We can conclude, scientifically, that either the accounts of resurrection are wrong, or Jesus was not an ordinary human being using normal human abilities. But surprise surprise, they knew all that in the first century.
I think you guys are being a bit cagey. If you limit you definition of scientific inquiry to what actually appears in grant proposals, you can avoid the problem.
At college they talked about having a "modern" or "informed" worldview. That is a worldview informed by science. In most hospitals, the trained scientists put a sheet on your face when your heart stops. They tend not to wait for the cadaver to get up and they might try to medicate you involuntarily if you have that expectation. I don't think there is much need to debate whether I am correct in describing this as science. The great majority of academics in the West certainly think it is a worldview informed by modern science.
However, if you do want to redefine science you way, I am game -- only if we can say that science has not examined a literal six day creation. If you are going to remove some fields from the realm of scientific inquiry (as in, whether God exists and what He does), you kind of have a rather limited basis to opine on many matters, and we all know there is lots of opining about such things. Why then would you exclude ID from schools? Just because science can't talk about God or because ID is wrong?
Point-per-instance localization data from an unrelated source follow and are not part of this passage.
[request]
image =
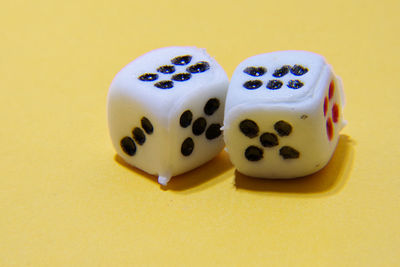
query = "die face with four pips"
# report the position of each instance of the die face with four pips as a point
(283, 114)
(165, 110)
Are we talking past one another?
Medical diagnosis of incurable illness is a science. A divine miraculous recovery is known in the trade as "magical thinking" and is considered error. Now some doctors do not think this way, for sure. Some studies have happened. But, you do have a clash of beliefs in this area, one of which is a scientifically based exclusion of the idea of divinely mediated miracles. In an area that murky, why must you insist that the exclusion of God and miracles is not a scientific principle? How about if we define it as a majority or minority position in science? And, if a patient faced with incurable illness tends to think ill of their chances, what is that believe most consistent with -- science, religion or what? Could be either or a mixture. But, for many a scientific worldview fits the bill and gives them pessimism. Is that too fuzzy or vague, what? I don't get your problem?